Remember that word? Thirty years ago, we heard a lot about male chauvinism. Men were male chauvinist pigs. We had oppressed women since the dawn of history. We treated women as second-class citizens. Construction workers wolf-whistled at pretty women; bosses chased their secretaries at office parties. We talked in derogatory ways about women and treated them like objects instead of human beings.

Nowadays, of course, no one uses the word chauvinism much anymore. It’s an interesting word. The Compact Oxford English Dictionary defines it generally as “extreme or aggressive support for one’s own country or group.” The secondary definition reads, “a belief held by some men that men are superior to women.” Contending that the Oxford people had confused the general term with “male chauvinism,” I turned next to my Merriam-Webster Collegiate Dictionary. Here, the secondary definition seemed more in line with the origin of the word: “an attitude of superiority toward members of the opposite sex.”

If we accept this definition as more credible, can we then make a case for female chauvinism? Are there female chauvinists? Does female chauvinism exist?
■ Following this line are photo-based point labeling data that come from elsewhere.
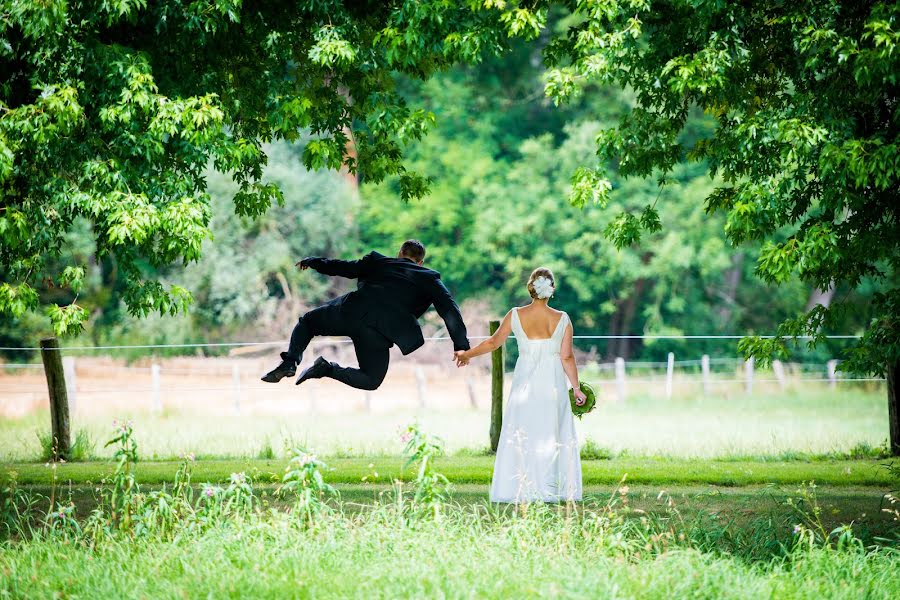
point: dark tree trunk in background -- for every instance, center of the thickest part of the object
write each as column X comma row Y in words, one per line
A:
column 627, row 318
column 612, row 346
column 893, row 377
column 728, row 295
column 822, row 297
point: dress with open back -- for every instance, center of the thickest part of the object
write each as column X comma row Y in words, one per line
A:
column 537, row 457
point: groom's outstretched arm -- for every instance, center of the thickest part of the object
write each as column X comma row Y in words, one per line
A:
column 449, row 311
column 351, row 269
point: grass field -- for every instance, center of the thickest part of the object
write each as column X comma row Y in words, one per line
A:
column 701, row 498
column 802, row 423
column 478, row 469
column 659, row 536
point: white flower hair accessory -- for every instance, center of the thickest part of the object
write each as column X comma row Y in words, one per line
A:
column 543, row 287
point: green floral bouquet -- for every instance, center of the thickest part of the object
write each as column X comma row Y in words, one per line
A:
column 590, row 401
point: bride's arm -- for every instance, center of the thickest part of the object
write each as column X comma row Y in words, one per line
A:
column 567, row 356
column 463, row 357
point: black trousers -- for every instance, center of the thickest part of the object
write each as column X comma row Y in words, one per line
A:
column 372, row 348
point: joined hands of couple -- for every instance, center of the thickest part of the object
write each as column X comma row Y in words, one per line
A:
column 462, row 358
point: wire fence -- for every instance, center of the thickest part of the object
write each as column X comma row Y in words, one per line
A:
column 706, row 370
column 428, row 339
Do women ever negatively consign men to a group, as in “All men are slobs” or “Men are so selfish”? Do women, who now comprise about 56 percent of our college population, ever brag about their superiority to men as men once did regarding women? Do we ever hear women talking about their husbands or lovers being dolts who can’t remember an anniversary or who shop late for Valentine’s Cards? Do we ever read novels in which most of the men are drunkards, sex molesters, cheaters in marriage, or fools at earning money?

We do if we read novels like Maeve Binchy’s Whitethorn Woods (Knopf, 2007). Set in Ireland, Whitethorn Woods tells the story of the town of Rossmore and St. Anne’s Well, an ancient shrine that has attracted a steady stream of pilgrims over the centuries. A new highway project has slated the Well for destruction, and Rossmore becomes torn between those citizens who want to keep this part of the town’s heritage and those who want the benefits the highway will bring. By telling the story through the town’s inhabitants, Binchy gives us a comprehensive and sometimes humorous look at the current Irish clash between tradition and change.

Though I am not a Maeve Binchy fan — long ago I did read Light A Penny Candle, but Binchy’s novels are definitely in the “chick-lit” genre. I began to notice about a third of the way into Whitethorn Woods that men were usually coming off second best to the women of the village. We meet Sharon, whose father is “a wino and a gambler.” We meet Maureen and Rivka, both of whom are deserted by early lovers and then enter into bad marriages. We meet a woman whose uncle molested her and several whose husbands seem barely to have the brains to pop open a bottle of Guinness. Binchy does give us some flawed women. There is, for instance, Becca, who has arranged to have her boyfriend’s new love murdered, and Becca’s mother Gabrielle, presented as equally stunted in her morals, but even in their accounts men are presented as weak. When Becca goes to prison, her boyfriend begins sleeping with Gabrielle.

And publishers wonder why so many men don’t read fiction these days.

Many of the situations in this book — an older physician slyly driving a young colleague from the community, a woman who invites randomly chosen guests to a party — are both humorous and touching. Binchy writes with delightful insight about the problems of modern Ireland, and it is a man, a noble and good man, who finally solves the problem of the well. As I say, however, I was distracted from the story by the author’s comments about men. I wondered how a book would play out if it contained male characters who constantly referred to their girlfriends as sluts, who felt henpecked by their wives, whose mothers and wives were so anal about the furniture that they left it covered in the plastic wrappings?

Plato once said that only the dead have seen the end of war. If nothing else, Whitethorn Woods convinces its readers that this adage is true as well of the war between the sexes.